The Westing Game, by Ellen Raskin is young adult fiction at its finest. I remember listening to the audiobook as a kid – probably when I was middle school age. I was enamored with the story, the style, and especially the end. I have recommended it to people over the years, saying if you like a good game of chess, you’ll like The Westing Game.
At one point, I had two copies in my library. I bought the second one because I loved the book and couldn’t remember if I had a copy already.
Before I get to the story, I want to share a brief bit from the introduction which was written by the author’s close friend and editor Ann Durell.
“What a mind [Ellen Raskin] had! Mine was really put to the test in trying to keep it all straight in order to double-check her. She relied on me to do that and to tell her when her writing was ‘too adult.’ She said, with her usual candor, that she didn’t know what children’s books were like. She read only adult ones. But I never even tried to edit her ‘for children.’ She was too wise, too funny, too ingenious – and therefore unique – to tamper with in that way. She said that she wrote for the child in herself, but for once I think she was wrong. I think she wrote for the adult in children. She never disrespected them or ‘wrote down,’ because she didn’t know how.”
And I think that’s what I love about The Westing Game. The book itself is complex, a mystery with so many clues and details that you really have to be paying attention if you want to solve it before the end. However, you may notice (if you are a frequent visitor to my blog), I won’t have many New Words from The Westing Game. That’s because Ellen Raskin used simple, common words so her young audience would be able to follow along without much difficulty. You don’t have to remember all the details to enjoy The Westing Game.
What is the story of The Westing Game, you ask? Let me give you a bite from the beginning, because the author speaks for herself.
“The letters were signed Barney Northrup… and there was no such person as Barney Northrup.”
There. The mystery is set three paragraphs in. What strange letters could this non-existent person be sending?
Six letters were delivered to the future tenants of a new apartment building, Sunset Towers (which was a strange name because there were no towers and the building faced east). Advertised and talked up in such a way, the apartments were rented out to exactly the people who received the letters. “You’re in luck,” Barney Northrup told every one of them. “There’s only one apartment left. It was meant for you!”
“Who were these people, these specially selected tenants? They were mothers and fathers and children. A dressmaker, a secretary, an inventor, a doctor, a judge. And, oh yes, one was a bookie, one was a burglar, one was a bomber, and one was a mistake.”
How’s that for a beginning? The plot is thick, and we’re only in chapter one!
The tenants live in the building several months without incident. Some like each other; others don’t. But their lives are changed on Halloween, when a gruesome legend is combined with a dare, and the youngest tenant, Turtle Wexler, enters the old, abandoned house next door where she finds the corpse of the long lost resident, Samuel W. Westing.
Sixteen of the tenants are called on to attend the reading of the will and find they have been named heirs.
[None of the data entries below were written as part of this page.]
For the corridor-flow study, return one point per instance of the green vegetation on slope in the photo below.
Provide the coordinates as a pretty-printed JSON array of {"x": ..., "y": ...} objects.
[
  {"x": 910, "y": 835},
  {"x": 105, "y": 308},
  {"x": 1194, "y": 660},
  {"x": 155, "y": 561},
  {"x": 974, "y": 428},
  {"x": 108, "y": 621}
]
They are separated into pairs, and then the will is read. It’s a bizarre set of rules, with a bizarre set of clues for each pair to help them discover who murdered Sam Westing. Yes, you read that right: Sam Westing was murdered.
Suddenly, all the tenants of Sunset Towers are thrown into a game of who-done-it.
The prize: Sam Westing’s two hundred million dollars.
The heirs begin to discover things about each other they never knew. Friendships are formed, suspicions rise, and to top it all, a heavy snowfall traps them all inside – with the bookie, the burglar, the bomber, the mistake, and the murderer.
Who killed Sam Westing? What do the clues mean? And who will pull Turtle’s braid next – resulting in a shin splitting kick?
And where does chess come in? Though it’s mentioned briefly during the first reading of the will, the significance of chess plays a greater role toward the end of the book. Strategy, precision, and patience are what help the winning heir in the end. That, and the wink of the chess master himself.
I really hope you will read this book. It’s easy; it’s fun. You don’t even have to be great at puzzles (or chess) to enjoy it. Just get your thinking cap and be ready to laugh.